The quirky music video for the song and several others from this album received significant airplay on the upstart MTV. A notable feature of the video was dancer Craig Allen Rothwell, known as Spazz Attack, whose signature dance move, a forward flip onto his back, drew him significant attention.

| Chart (1978) | Peak position |
|---|---|
| Australia (Kent Music Report) | 98 |
| UK Singles Chart | 41 |

===Britney Spears===

American singer Britney Spears recorded the song with producer Rodney "Darkchild" Jerkins for her second studio album, Oops!... I Did It Again, on 24–26 February 2000 at Pacifique Recording Studios in Hollywood. The song was remixed into a dance-pop and R&B style.

Spears' version received mixed reviews from critics. While reviewing Oops!, Stephen Thomas Erlewine of AllMusic selected the song as Track Pick, describing "the clenched-funk revision of the Stones' deathless 'Satisfaction'" as emblematic of a "bewildering magpie aesthetic" on Spears' early albums. Robert Christgau declared the song a 'choice cut,' meaning a good song on an otherwise lackluster album," while New Musical Express gave the cover a negative review, saying, "the long-awaited [...] [Spears'] cover of the Stones' '(I Can't Get No) Satisfaction' is a letdown".

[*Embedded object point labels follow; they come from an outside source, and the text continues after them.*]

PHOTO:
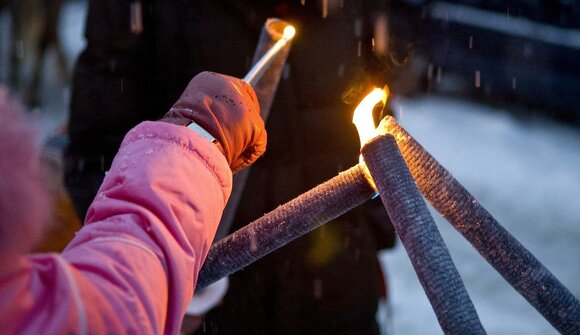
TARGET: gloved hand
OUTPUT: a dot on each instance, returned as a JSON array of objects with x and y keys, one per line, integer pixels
[{"x": 228, "y": 109}]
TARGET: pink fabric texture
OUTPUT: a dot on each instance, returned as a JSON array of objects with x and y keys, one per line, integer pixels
[
  {"x": 132, "y": 268},
  {"x": 24, "y": 204}
]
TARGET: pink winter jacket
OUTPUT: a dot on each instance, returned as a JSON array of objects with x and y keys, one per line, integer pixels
[{"x": 132, "y": 268}]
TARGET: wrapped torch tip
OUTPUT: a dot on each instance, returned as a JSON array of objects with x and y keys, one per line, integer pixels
[{"x": 279, "y": 31}]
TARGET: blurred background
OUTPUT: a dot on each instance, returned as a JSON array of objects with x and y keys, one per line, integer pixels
[{"x": 489, "y": 87}]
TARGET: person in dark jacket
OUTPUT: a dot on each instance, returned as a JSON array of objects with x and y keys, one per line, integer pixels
[{"x": 140, "y": 53}]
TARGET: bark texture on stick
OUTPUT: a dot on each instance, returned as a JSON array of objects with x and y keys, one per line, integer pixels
[
  {"x": 420, "y": 237},
  {"x": 265, "y": 91},
  {"x": 277, "y": 228},
  {"x": 511, "y": 259}
]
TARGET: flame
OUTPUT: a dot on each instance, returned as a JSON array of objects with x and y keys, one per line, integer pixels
[
  {"x": 365, "y": 124},
  {"x": 363, "y": 114},
  {"x": 288, "y": 33}
]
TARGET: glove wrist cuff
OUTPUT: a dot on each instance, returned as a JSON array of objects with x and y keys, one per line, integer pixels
[{"x": 198, "y": 129}]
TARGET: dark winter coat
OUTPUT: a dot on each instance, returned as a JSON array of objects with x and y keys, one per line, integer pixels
[{"x": 327, "y": 281}]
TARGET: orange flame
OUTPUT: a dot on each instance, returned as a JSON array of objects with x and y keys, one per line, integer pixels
[
  {"x": 365, "y": 124},
  {"x": 363, "y": 114}
]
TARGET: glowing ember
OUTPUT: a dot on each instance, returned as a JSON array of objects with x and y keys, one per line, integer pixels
[
  {"x": 256, "y": 72},
  {"x": 363, "y": 114},
  {"x": 365, "y": 124},
  {"x": 288, "y": 33}
]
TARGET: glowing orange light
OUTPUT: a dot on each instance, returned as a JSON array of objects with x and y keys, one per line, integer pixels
[
  {"x": 288, "y": 33},
  {"x": 363, "y": 114},
  {"x": 365, "y": 124}
]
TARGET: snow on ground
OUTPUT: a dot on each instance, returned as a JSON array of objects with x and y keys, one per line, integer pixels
[{"x": 525, "y": 172}]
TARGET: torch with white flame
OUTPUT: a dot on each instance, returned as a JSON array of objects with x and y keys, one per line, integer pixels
[{"x": 413, "y": 223}]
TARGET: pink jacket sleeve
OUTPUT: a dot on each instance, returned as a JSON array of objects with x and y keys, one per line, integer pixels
[{"x": 133, "y": 266}]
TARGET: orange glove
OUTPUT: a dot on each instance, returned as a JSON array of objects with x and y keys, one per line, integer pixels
[{"x": 227, "y": 108}]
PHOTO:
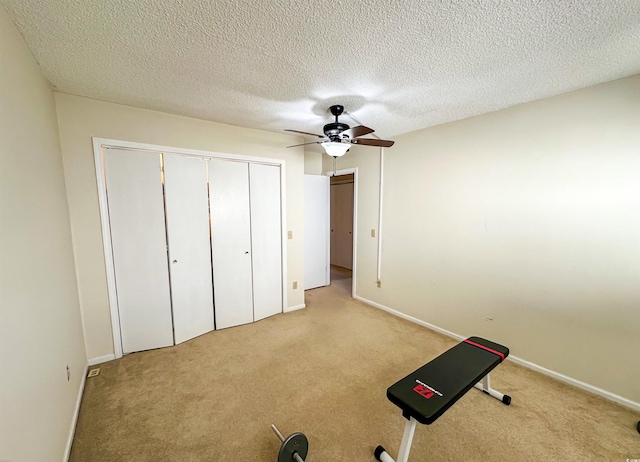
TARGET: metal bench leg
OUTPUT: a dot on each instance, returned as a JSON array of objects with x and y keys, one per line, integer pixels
[
  {"x": 405, "y": 445},
  {"x": 485, "y": 386}
]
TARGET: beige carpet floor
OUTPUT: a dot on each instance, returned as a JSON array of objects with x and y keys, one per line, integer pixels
[{"x": 324, "y": 371}]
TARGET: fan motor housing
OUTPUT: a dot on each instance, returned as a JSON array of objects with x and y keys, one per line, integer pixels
[{"x": 334, "y": 129}]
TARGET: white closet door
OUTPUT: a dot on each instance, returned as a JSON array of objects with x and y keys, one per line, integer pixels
[
  {"x": 231, "y": 242},
  {"x": 266, "y": 240},
  {"x": 136, "y": 216},
  {"x": 316, "y": 231},
  {"x": 187, "y": 208}
]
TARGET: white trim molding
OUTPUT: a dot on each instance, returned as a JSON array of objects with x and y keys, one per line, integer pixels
[
  {"x": 101, "y": 359},
  {"x": 529, "y": 365},
  {"x": 99, "y": 145},
  {"x": 294, "y": 308},
  {"x": 74, "y": 420}
]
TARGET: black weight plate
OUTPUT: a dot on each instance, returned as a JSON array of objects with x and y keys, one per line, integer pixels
[{"x": 296, "y": 442}]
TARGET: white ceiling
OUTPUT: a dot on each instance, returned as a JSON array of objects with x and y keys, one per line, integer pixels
[{"x": 396, "y": 65}]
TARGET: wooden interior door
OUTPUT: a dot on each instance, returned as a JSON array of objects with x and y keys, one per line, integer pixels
[
  {"x": 137, "y": 225},
  {"x": 342, "y": 225},
  {"x": 187, "y": 210},
  {"x": 231, "y": 242},
  {"x": 266, "y": 239}
]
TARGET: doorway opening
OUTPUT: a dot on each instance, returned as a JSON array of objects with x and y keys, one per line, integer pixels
[{"x": 342, "y": 230}]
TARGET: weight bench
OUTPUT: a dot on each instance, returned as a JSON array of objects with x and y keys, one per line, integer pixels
[{"x": 426, "y": 394}]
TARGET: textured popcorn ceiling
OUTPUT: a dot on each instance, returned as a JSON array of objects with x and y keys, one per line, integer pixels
[{"x": 396, "y": 65}]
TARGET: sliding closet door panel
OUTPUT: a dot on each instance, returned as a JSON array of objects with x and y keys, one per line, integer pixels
[
  {"x": 266, "y": 239},
  {"x": 231, "y": 242},
  {"x": 187, "y": 208},
  {"x": 136, "y": 215}
]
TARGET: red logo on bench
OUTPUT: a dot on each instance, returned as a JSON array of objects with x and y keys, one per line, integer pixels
[{"x": 423, "y": 391}]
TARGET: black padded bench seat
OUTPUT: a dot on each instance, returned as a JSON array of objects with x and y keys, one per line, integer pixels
[{"x": 427, "y": 393}]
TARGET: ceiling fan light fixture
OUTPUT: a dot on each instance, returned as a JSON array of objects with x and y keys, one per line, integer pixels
[{"x": 335, "y": 149}]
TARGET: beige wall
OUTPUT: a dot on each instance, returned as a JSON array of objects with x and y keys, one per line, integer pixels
[
  {"x": 312, "y": 163},
  {"x": 529, "y": 216},
  {"x": 40, "y": 326},
  {"x": 80, "y": 119}
]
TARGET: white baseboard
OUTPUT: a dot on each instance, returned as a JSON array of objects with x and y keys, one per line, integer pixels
[
  {"x": 294, "y": 308},
  {"x": 76, "y": 412},
  {"x": 555, "y": 375},
  {"x": 101, "y": 359}
]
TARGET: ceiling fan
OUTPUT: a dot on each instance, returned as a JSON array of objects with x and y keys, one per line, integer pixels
[{"x": 339, "y": 137}]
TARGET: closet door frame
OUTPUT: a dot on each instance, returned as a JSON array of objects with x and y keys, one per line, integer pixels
[{"x": 100, "y": 145}]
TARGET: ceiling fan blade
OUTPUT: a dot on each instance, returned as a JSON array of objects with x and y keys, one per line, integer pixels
[
  {"x": 304, "y": 144},
  {"x": 354, "y": 132},
  {"x": 304, "y": 133},
  {"x": 372, "y": 142}
]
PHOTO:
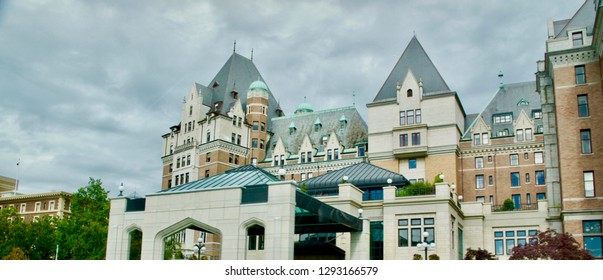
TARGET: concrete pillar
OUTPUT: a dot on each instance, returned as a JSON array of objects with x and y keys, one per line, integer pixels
[{"x": 361, "y": 242}]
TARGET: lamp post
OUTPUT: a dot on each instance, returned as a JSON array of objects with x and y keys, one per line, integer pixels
[
  {"x": 199, "y": 247},
  {"x": 121, "y": 189},
  {"x": 425, "y": 244}
]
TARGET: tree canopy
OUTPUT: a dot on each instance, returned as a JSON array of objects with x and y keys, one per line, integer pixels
[{"x": 551, "y": 245}]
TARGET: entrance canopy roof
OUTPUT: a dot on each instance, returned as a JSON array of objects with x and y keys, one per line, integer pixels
[{"x": 311, "y": 214}]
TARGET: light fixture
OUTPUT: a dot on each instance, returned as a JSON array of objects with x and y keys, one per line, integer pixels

Spears first performed the song on her 2000's Oops!... I Did It Again Tour. The performance ended with a dance sequence set to the familiar Richards guitar lick that was omitted from her recorded version (played here by her guitarist "Skip"). Spears also performed "(I Can't Get No) Satisfaction" on a medley with her song "Oops!... I Did It Again" at the 2000 MTV Video Music Awards.

===Other notable versions===

- Gloria Trevi released a Spanish-language version of the song with female-oriented lyrics, featured on her debut album ...¿Qué hago aquí? (1989).
- Frankie Ruiz recorded a 1999 salsa version that peaked at No. 7 on the Billboard Latin Tropical Airplay chart.
- In 2023, Dolly Parton teamed up with Pink and Brandi Carlile to record a cover of the song. The track was included on Parton's album titled Rockstar released in November.